Dalibor Dobiáš
The forged manuscripts and Polish homecomings to national poetry
This study raises the issue of how late 1810s and early 1820s Polish literature reflects the Czech forged manuscripts, which ‘as the most prominent fraud in the style of Macpherson's Songs of Ossian’ (Donald Rayfield) substantially molded 19th and 20th century Czech culture. The generic and typological focus is on Śpiewy historyczne z muzyką i rycinami (Historical songs with music and engravings, 1816) by Julian Ursyn Niemcewicz (1758–1841), which preceded the Czech manuscripts, and the edition of Ruska prawda (Russian Truth, 1820, 1822) by the historian of Slavonic law Ignacy Benedykt Rakowiecki, which in opposition to Josef Dobrovský appreciated the pagan realia in the Zelená Hora manuscript and so had an effect on its Czech reception.
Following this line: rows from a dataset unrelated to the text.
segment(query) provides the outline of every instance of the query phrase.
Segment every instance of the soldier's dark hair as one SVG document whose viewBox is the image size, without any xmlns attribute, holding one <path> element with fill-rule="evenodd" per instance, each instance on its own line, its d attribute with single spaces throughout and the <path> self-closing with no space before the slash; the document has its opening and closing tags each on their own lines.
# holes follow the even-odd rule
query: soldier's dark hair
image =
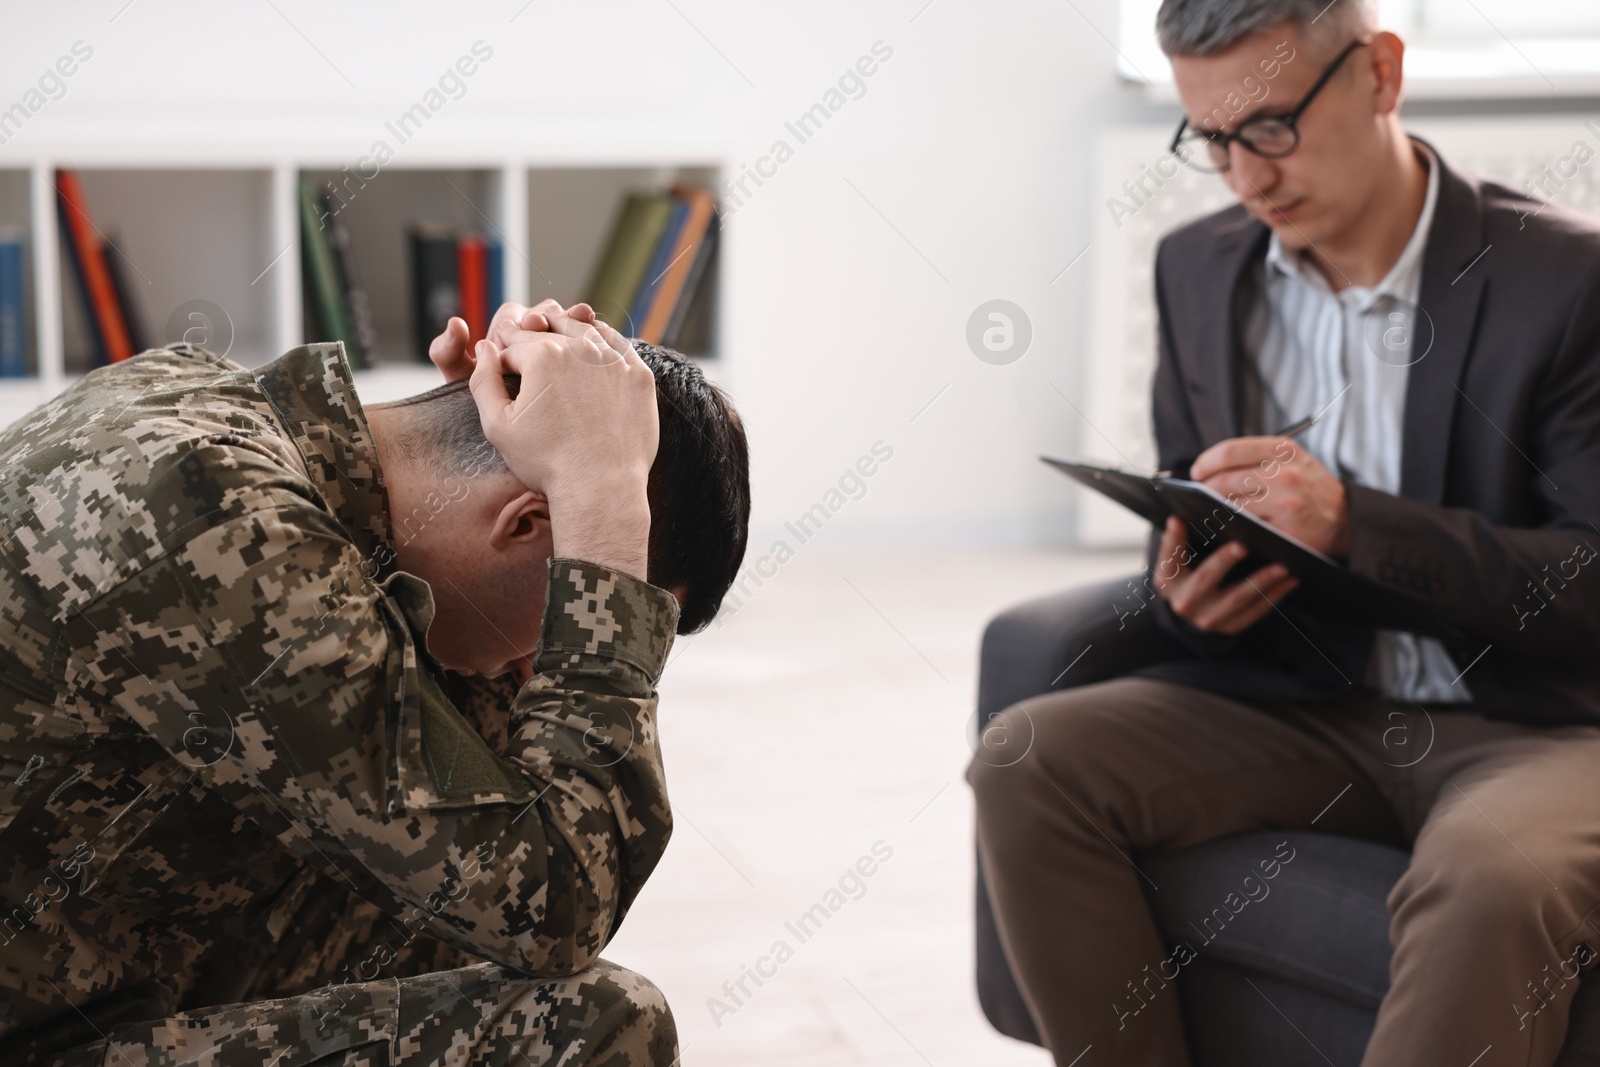
<svg viewBox="0 0 1600 1067">
<path fill-rule="evenodd" d="M 1377 26 L 1376 0 L 1165 0 L 1156 36 L 1169 56 L 1209 56 L 1253 33 L 1293 22 L 1342 48 Z"/>
<path fill-rule="evenodd" d="M 647 580 L 684 587 L 680 634 L 704 629 L 744 560 L 750 532 L 750 450 L 739 413 L 694 362 L 669 348 L 633 342 L 656 376 L 661 437 L 650 467 Z M 507 375 L 517 395 L 521 379 Z M 493 474 L 505 460 L 483 435 L 465 380 L 397 401 L 414 410 L 397 444 L 441 473 Z"/>
</svg>

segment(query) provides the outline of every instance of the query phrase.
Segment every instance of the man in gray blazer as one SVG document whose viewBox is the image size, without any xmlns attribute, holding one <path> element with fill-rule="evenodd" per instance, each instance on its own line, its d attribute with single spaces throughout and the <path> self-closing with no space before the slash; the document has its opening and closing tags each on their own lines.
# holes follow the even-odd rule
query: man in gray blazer
<svg viewBox="0 0 1600 1067">
<path fill-rule="evenodd" d="M 1296 595 L 1174 520 L 1125 637 L 1159 662 L 990 725 L 1032 737 L 969 779 L 1059 1064 L 1188 1062 L 1169 983 L 1204 935 L 1163 944 L 1140 850 L 1410 845 L 1367 1067 L 1553 1063 L 1552 976 L 1600 946 L 1600 225 L 1408 137 L 1375 8 L 1165 0 L 1174 150 L 1239 204 L 1162 242 L 1155 429 L 1163 467 L 1411 610 Z"/>
</svg>

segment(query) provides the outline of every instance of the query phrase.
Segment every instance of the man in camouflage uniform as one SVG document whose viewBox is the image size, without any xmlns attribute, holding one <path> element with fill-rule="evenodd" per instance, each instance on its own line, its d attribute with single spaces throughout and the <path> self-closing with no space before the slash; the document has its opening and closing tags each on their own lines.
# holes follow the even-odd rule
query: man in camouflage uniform
<svg viewBox="0 0 1600 1067">
<path fill-rule="evenodd" d="M 496 367 L 548 371 L 546 404 L 574 352 L 631 376 L 608 396 L 651 372 L 545 310 L 497 317 L 517 343 L 472 378 L 519 477 L 540 417 Z M 682 588 L 643 580 L 637 537 L 626 565 L 551 553 L 531 663 L 447 671 L 378 425 L 337 345 L 255 371 L 174 345 L 0 434 L 0 1063 L 676 1061 L 661 993 L 598 953 L 671 828 Z"/>
</svg>

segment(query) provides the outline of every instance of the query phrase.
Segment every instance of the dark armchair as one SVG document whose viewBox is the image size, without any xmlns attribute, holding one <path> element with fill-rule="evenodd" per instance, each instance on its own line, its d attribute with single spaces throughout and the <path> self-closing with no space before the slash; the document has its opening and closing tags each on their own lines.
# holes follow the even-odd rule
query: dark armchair
<svg viewBox="0 0 1600 1067">
<path fill-rule="evenodd" d="M 1149 612 L 1122 628 L 1112 605 L 1132 602 L 1123 578 L 1029 601 L 994 618 L 983 635 L 979 722 L 1052 689 L 1181 658 Z M 1089 645 L 1099 651 L 1080 662 Z M 1190 916 L 1206 911 L 1237 882 L 1241 867 L 1286 836 L 1294 867 L 1273 889 L 1285 895 L 1286 906 L 1241 913 L 1227 939 L 1208 945 L 1176 981 L 1196 1067 L 1327 1067 L 1329 1061 L 1355 1067 L 1372 1034 L 1389 987 L 1384 900 L 1405 870 L 1406 852 L 1330 834 L 1279 832 L 1147 854 L 1139 864 L 1162 886 L 1149 894 L 1157 924 L 1175 943 Z M 981 861 L 976 904 L 983 1012 L 1001 1033 L 1038 1044 L 1001 949 Z M 1580 981 L 1559 1067 L 1600 1067 L 1600 980 L 1593 972 Z"/>
</svg>

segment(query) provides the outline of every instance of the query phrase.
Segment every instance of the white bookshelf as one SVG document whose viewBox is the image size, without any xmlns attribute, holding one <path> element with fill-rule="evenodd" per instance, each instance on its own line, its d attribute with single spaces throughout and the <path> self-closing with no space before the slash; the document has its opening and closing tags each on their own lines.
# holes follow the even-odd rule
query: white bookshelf
<svg viewBox="0 0 1600 1067">
<path fill-rule="evenodd" d="M 125 129 L 85 129 L 31 156 L 0 157 L 0 228 L 20 228 L 28 241 L 34 368 L 32 377 L 0 380 L 0 425 L 92 364 L 87 318 L 61 248 L 57 168 L 78 172 L 96 227 L 125 254 L 147 345 L 178 340 L 180 326 L 169 328 L 169 318 L 204 301 L 222 311 L 219 333 L 222 325 L 231 330 L 228 358 L 259 366 L 305 340 L 298 183 L 354 172 L 367 149 L 345 146 L 369 145 L 370 132 L 364 123 L 355 132 L 311 123 L 303 136 L 279 129 L 260 139 L 234 131 L 196 152 L 193 137 L 163 150 L 159 131 L 135 138 Z M 263 154 L 264 140 L 297 150 Z M 415 352 L 410 225 L 438 221 L 493 236 L 504 249 L 503 299 L 569 304 L 585 296 L 624 194 L 678 182 L 715 190 L 725 169 L 722 153 L 704 145 L 645 140 L 619 150 L 579 142 L 485 156 L 481 146 L 498 140 L 503 134 L 466 129 L 435 138 L 426 152 L 404 146 L 344 209 L 380 342 L 379 365 L 357 374 L 364 399 L 411 395 L 438 381 Z M 710 343 L 686 353 L 696 359 L 719 355 L 727 261 L 724 241 L 709 283 Z"/>
</svg>

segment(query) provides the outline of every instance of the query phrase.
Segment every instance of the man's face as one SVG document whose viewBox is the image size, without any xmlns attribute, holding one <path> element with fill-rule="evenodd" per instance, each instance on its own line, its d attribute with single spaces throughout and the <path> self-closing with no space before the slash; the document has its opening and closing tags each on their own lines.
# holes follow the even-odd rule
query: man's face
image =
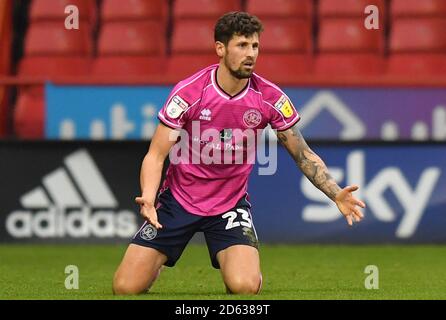
<svg viewBox="0 0 446 320">
<path fill-rule="evenodd" d="M 231 74 L 238 79 L 251 77 L 259 55 L 259 35 L 234 35 L 225 46 L 223 61 Z"/>
</svg>

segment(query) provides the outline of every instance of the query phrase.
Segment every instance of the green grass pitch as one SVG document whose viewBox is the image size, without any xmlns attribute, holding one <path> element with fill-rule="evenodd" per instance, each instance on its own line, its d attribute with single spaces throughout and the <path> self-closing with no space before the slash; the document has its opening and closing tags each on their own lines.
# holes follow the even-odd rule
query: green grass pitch
<svg viewBox="0 0 446 320">
<path fill-rule="evenodd" d="M 122 245 L 1 245 L 0 299 L 446 299 L 446 246 L 262 245 L 263 290 L 226 295 L 206 246 L 190 245 L 165 268 L 149 294 L 114 297 Z M 79 289 L 64 286 L 65 267 L 79 268 Z M 367 265 L 379 289 L 367 290 Z"/>
</svg>

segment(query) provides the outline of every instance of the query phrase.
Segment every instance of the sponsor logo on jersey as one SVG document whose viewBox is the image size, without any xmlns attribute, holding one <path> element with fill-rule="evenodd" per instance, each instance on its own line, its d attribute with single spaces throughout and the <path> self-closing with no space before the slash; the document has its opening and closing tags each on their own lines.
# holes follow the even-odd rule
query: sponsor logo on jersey
<svg viewBox="0 0 446 320">
<path fill-rule="evenodd" d="M 211 114 L 212 111 L 209 109 L 201 110 L 200 120 L 211 121 L 212 120 Z"/>
<path fill-rule="evenodd" d="M 280 97 L 280 99 L 274 104 L 274 107 L 279 110 L 285 118 L 289 118 L 294 114 L 293 107 L 285 95 Z"/>
<path fill-rule="evenodd" d="M 167 106 L 166 113 L 172 118 L 178 118 L 189 106 L 189 104 L 184 101 L 180 96 L 176 95 L 170 100 L 169 105 Z"/>
</svg>

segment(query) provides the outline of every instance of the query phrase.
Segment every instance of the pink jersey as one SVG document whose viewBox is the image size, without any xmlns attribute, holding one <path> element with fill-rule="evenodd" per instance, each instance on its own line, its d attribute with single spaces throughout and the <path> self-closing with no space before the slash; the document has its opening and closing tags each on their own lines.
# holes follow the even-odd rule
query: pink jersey
<svg viewBox="0 0 446 320">
<path fill-rule="evenodd" d="M 247 129 L 258 132 L 268 124 L 273 129 L 286 130 L 299 121 L 299 114 L 288 96 L 273 83 L 254 73 L 247 86 L 231 97 L 218 86 L 217 69 L 218 64 L 209 66 L 179 82 L 158 113 L 163 124 L 187 132 L 191 146 L 189 157 L 199 156 L 206 151 L 203 148 L 213 149 L 211 155 L 221 150 L 235 153 L 234 150 L 242 148 L 246 159 L 247 154 L 252 156 L 255 148 L 237 143 L 233 132 Z M 215 136 L 203 134 L 212 132 L 209 129 L 220 133 L 218 141 Z M 194 149 L 197 145 L 198 149 Z M 251 162 L 204 163 L 199 160 L 198 163 L 192 160 L 171 163 L 163 184 L 185 210 L 201 216 L 218 215 L 233 208 L 247 195 Z"/>
</svg>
In the highly developed and dynamically transforming Czech and Polish literature of the 1810s, this study identifies a number of common elements based on the case of the manuscripts and Śpiewy historyczne, but it also characterizes the differing cultural and social backgrounds behind the basic differences between the manuscripts and Śpiewy. The Czech manuscripts, created in the tradition of European Ossianism, are highlighted by the study primarily as a unique linguistic and literary achievement in the reconstruction of Czech poetic language in the latter half of the 1810s.